20 March 2017

Singing the Bawdy Electric

My Mirror column:

A lavani dance performance and a film about American burlesque offer sparkling, subversive ways to think about women’s sexual freedom.

The incomparable Shakuntala Nagarkar during a Sangeet Bari performance

Judith Stein, ex-burlesque dancer, dresses up for a return to the stage

Recently, Delhi's Studio Safdar, an unusual performance space that also includes a second-hand bookshop and a cafe, hosted something rarely seen outside of Maharashtra: a performance of (and about) lavani. The result of Bhushan Khorgaonkar and Savitri Medhatul's years of careful research and enthusiastic engagement with the folk dance form, the show draws its name, Sangeet Bari, from the traditional theatres in which lavani troupes perform turn by turn (thus ‘bari’). It is from the same tradition that Sangeet Bari draws its prize performers: the winsome Akanksha Kadam and the incomparable Shakuntalabai Nagarkar, affectionately known as Shakubai.

Lavani is known as an erotically charged dance form, but the songs make space for irreverent commentary on anything from marriage to the current hot-button topic of the day (think demonetisation, or elections). The lavani dancer embraces unapologetically the pleasures of the body, while never forgetting that what fires up those physical connections is often the mind. Watching Shakubai, in her nine-yard sari and jewellery, move effortlessly from the seductive to the comic and back again, is a treat and an education. Flirtatiousness – of both banter and gesture -- is raised to an art form. One marvels at how Shakubai's feet measure the ground in perfectly calculated strides; how not just her face and hands, but every quivering muscle in her back expresses the chosen emotion; and how expertly her eyes scan the room, selecting a man to cajole, challenge, or mock-disdainfully reject.

This seduction routine – and you can tell that it is in many ways a routine – is integral to the performance of lavani. And yet somehow Shakubai's practised ease is also full of improvisational energy, each eye caught in the audience an invitation to create a spontaneous new moment of intimacy. And although the songs are written by men to be performed for an audience of men, these women of lavani display a frank, joyful embrace of their own sexuality.
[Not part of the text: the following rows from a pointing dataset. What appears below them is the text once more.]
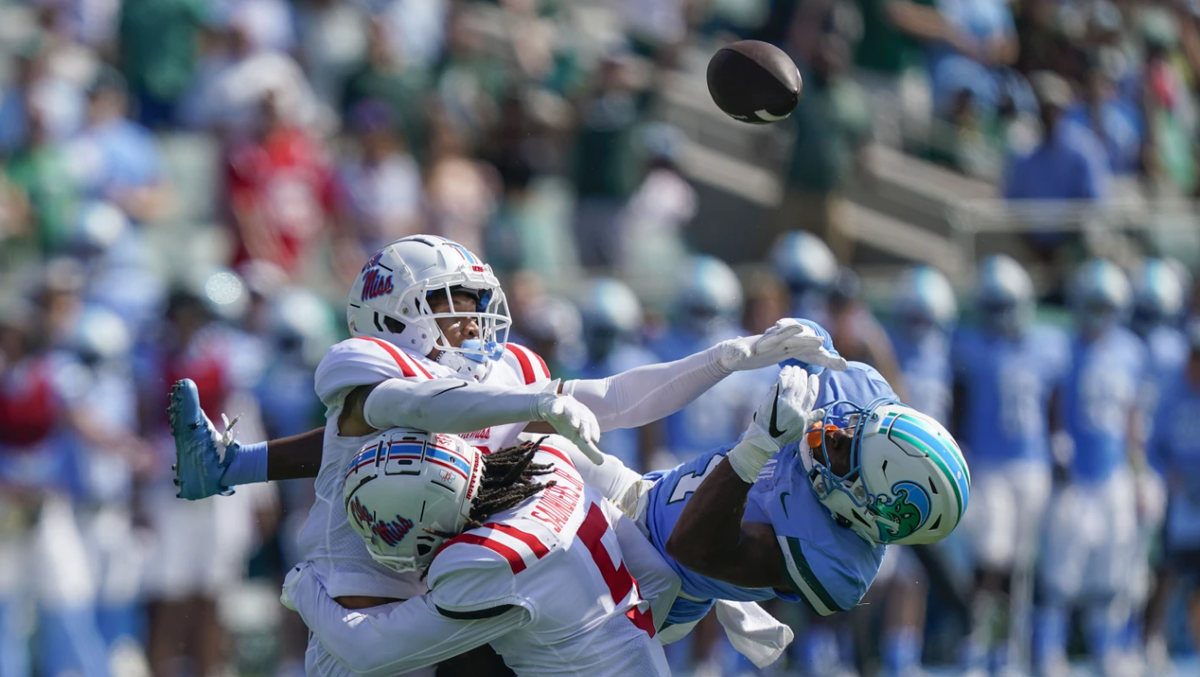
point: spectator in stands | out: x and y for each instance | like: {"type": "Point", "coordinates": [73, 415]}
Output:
{"type": "Point", "coordinates": [41, 196]}
{"type": "Point", "coordinates": [1068, 163]}
{"type": "Point", "coordinates": [462, 192]}
{"type": "Point", "coordinates": [605, 166]}
{"type": "Point", "coordinates": [280, 191]}
{"type": "Point", "coordinates": [1116, 121]}
{"type": "Point", "coordinates": [59, 100]}
{"type": "Point", "coordinates": [115, 159]}
{"type": "Point", "coordinates": [379, 193]}
{"type": "Point", "coordinates": [383, 76]}
{"type": "Point", "coordinates": [832, 124]}
{"type": "Point", "coordinates": [159, 41]}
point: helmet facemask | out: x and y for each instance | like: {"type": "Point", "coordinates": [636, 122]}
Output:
{"type": "Point", "coordinates": [845, 493]}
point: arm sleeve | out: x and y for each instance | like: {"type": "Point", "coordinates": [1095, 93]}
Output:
{"type": "Point", "coordinates": [451, 406]}
{"type": "Point", "coordinates": [646, 394]}
{"type": "Point", "coordinates": [396, 637]}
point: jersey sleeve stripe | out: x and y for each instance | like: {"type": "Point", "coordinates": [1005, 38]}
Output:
{"type": "Point", "coordinates": [803, 580]}
{"type": "Point", "coordinates": [516, 563]}
{"type": "Point", "coordinates": [526, 363]}
{"type": "Point", "coordinates": [395, 354]}
{"type": "Point", "coordinates": [557, 453]}
{"type": "Point", "coordinates": [538, 547]}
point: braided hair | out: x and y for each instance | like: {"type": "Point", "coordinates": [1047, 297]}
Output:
{"type": "Point", "coordinates": [508, 480]}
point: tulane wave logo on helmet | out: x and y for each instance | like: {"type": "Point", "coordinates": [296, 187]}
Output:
{"type": "Point", "coordinates": [907, 508]}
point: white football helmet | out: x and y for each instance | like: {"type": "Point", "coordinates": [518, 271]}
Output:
{"type": "Point", "coordinates": [907, 481]}
{"type": "Point", "coordinates": [405, 484]}
{"type": "Point", "coordinates": [397, 282]}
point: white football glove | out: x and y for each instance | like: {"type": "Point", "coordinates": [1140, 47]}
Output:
{"type": "Point", "coordinates": [783, 418]}
{"type": "Point", "coordinates": [574, 420]}
{"type": "Point", "coordinates": [787, 340]}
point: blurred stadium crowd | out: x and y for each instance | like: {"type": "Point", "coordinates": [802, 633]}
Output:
{"type": "Point", "coordinates": [189, 187]}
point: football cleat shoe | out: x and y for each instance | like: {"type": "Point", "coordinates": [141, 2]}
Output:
{"type": "Point", "coordinates": [202, 453]}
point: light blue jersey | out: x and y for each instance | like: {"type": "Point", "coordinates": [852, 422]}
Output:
{"type": "Point", "coordinates": [1103, 388]}
{"type": "Point", "coordinates": [1008, 384]}
{"type": "Point", "coordinates": [622, 443]}
{"type": "Point", "coordinates": [1174, 450]}
{"type": "Point", "coordinates": [925, 365]}
{"type": "Point", "coordinates": [720, 413]}
{"type": "Point", "coordinates": [829, 565]}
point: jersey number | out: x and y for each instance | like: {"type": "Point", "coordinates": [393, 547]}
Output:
{"type": "Point", "coordinates": [690, 481]}
{"type": "Point", "coordinates": [617, 577]}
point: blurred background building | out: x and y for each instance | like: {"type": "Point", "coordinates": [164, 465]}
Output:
{"type": "Point", "coordinates": [975, 196]}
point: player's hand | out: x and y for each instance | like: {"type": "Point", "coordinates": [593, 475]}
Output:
{"type": "Point", "coordinates": [787, 340]}
{"type": "Point", "coordinates": [783, 418]}
{"type": "Point", "coordinates": [574, 420]}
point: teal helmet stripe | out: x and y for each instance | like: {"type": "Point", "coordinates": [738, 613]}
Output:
{"type": "Point", "coordinates": [924, 442]}
{"type": "Point", "coordinates": [947, 445]}
{"type": "Point", "coordinates": [948, 453]}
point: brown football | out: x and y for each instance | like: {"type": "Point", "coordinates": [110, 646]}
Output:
{"type": "Point", "coordinates": [754, 82]}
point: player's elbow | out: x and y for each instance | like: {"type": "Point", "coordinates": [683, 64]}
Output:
{"type": "Point", "coordinates": [687, 551]}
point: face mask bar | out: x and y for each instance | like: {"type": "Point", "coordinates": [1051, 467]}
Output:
{"type": "Point", "coordinates": [491, 315]}
{"type": "Point", "coordinates": [845, 414]}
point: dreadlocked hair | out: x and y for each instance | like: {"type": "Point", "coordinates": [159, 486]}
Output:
{"type": "Point", "coordinates": [508, 480]}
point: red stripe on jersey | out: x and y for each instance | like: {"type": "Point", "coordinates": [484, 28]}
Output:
{"type": "Point", "coordinates": [526, 363]}
{"type": "Point", "coordinates": [538, 547]}
{"type": "Point", "coordinates": [541, 363]}
{"type": "Point", "coordinates": [642, 619]}
{"type": "Point", "coordinates": [515, 562]}
{"type": "Point", "coordinates": [617, 579]}
{"type": "Point", "coordinates": [558, 453]}
{"type": "Point", "coordinates": [405, 369]}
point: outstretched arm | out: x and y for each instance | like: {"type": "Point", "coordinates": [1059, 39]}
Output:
{"type": "Point", "coordinates": [709, 537]}
{"type": "Point", "coordinates": [646, 394]}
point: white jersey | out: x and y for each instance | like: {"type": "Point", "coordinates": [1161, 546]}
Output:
{"type": "Point", "coordinates": [327, 539]}
{"type": "Point", "coordinates": [545, 583]}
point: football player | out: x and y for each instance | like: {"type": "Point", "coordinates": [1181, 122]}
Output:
{"type": "Point", "coordinates": [708, 310]}
{"type": "Point", "coordinates": [924, 312]}
{"type": "Point", "coordinates": [429, 352]}
{"type": "Point", "coordinates": [808, 520]}
{"type": "Point", "coordinates": [516, 550]}
{"type": "Point", "coordinates": [612, 327]}
{"type": "Point", "coordinates": [1005, 373]}
{"type": "Point", "coordinates": [1174, 451]}
{"type": "Point", "coordinates": [1091, 532]}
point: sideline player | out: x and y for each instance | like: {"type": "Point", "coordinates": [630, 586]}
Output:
{"type": "Point", "coordinates": [1091, 531]}
{"type": "Point", "coordinates": [516, 550]}
{"type": "Point", "coordinates": [1006, 372]}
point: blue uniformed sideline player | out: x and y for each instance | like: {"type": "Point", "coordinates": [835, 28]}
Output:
{"type": "Point", "coordinates": [924, 311]}
{"type": "Point", "coordinates": [1174, 451]}
{"type": "Point", "coordinates": [1091, 533]}
{"type": "Point", "coordinates": [612, 325]}
{"type": "Point", "coordinates": [708, 311]}
{"type": "Point", "coordinates": [1006, 370]}
{"type": "Point", "coordinates": [805, 263]}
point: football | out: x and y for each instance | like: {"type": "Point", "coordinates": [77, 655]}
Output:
{"type": "Point", "coordinates": [754, 82]}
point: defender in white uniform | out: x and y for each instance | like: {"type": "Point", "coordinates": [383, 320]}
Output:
{"type": "Point", "coordinates": [429, 353]}
{"type": "Point", "coordinates": [538, 573]}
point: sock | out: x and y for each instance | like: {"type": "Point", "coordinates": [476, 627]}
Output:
{"type": "Point", "coordinates": [901, 649]}
{"type": "Point", "coordinates": [247, 466]}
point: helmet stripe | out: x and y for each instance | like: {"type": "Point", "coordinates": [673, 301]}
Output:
{"type": "Point", "coordinates": [905, 432]}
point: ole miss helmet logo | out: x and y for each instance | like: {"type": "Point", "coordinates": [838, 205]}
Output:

Women taking an open-faced pleasure in the erotics of their own selves was also the most delightful aspect of a documentary I saw last week, as it closed the 13th Asian Women's Film Festival, organised in Delhi by the indefatigable India chapter of the International Association of Women in Radio and Television. League of Exotique Dancers (2015), directed for Canadian television by Rama Rau, profiles eight ageing ex-burlesque dancers on the eve of their return to the stage – often after three decades or more – as part of Las Vegas' remarkable Burlesque Hall of Fame. Having worked for decades in what is considered (and perhaps was) – like lavani -- an industry created by men for the pleasure of men, you might be forgiven for imagining that these women would seem embittered, angry or at the very least, exploited. Instead, Toni Elling, Holiday O'Hara, Kitty Navidad, Judith Stein and the others all emerge as unbelievably badass women, with stunning clarity not just about the milieu they agreed to be part of, but also about what their work meant to them.

Each woman's journey was different. For Navidad and Elling, the move into burlesque was partially because of the frustratingly low-paid, boring assembly-line jobs their gender and class had equipped them for. Once on stage, though, they enjoyed themselves. “All those years I had worked as a waitress, a telephone operator, you know? But I found myself on stage, and I know who I am now,” says the Detroit-born Elling, among the first black women to be a burlesque dancer.

For O'Hara, who had spent her childhood as the nerdy 'ugly' girl damaged by self-doubt about her attractiveness, being publicly admired for her sexual, sensual identity was liberating. “With dance I got to recreate myself. It allowed me the opportunity to reclaim my body. And that healed my mind, too.” Meanwhile Judith Stein, whose feminist friends disapproved of her becoming an erotic dancer, has no doubt that her choice empowered her. “Feminism [for us] wasn't about not shaving your legs. Feminism was about shaving your legs and working in a bar and working as a 'sex object' and knowing that you were. And not trading your soul and your pussy for a wedding ring,” says Stein, unflinching.

The theme of financial independence comes up repeatedly. But equally significant is these women's aura of sexual confidence. “I refuse to believe the men were in charge here,” says O'Hara. “No-one's there to BS you. You're BS-ing them,” says another dancer. “Being a stripper, or being a sex trade worker, that has been the job... open to women through the ages. The belly dancer, the flamenco dancer... it was about being sexual, being able to be comfortably display their sexuality. And that's strong,” says Stein.

Sexuality, the film persuades us, is as legitimate a part of a woman's identity as her mathematical skills, or her talent for answering phone calls. And given that the world is what it is, why should using one's erotic skills – and indeed, developing them more fully to give pleasure to one’s self – not be something to celebrate? The body is not everything. But we have insisted for far too long that it ought to be nothing.


Published in Mumbai Mirror, 17 Mar 2017.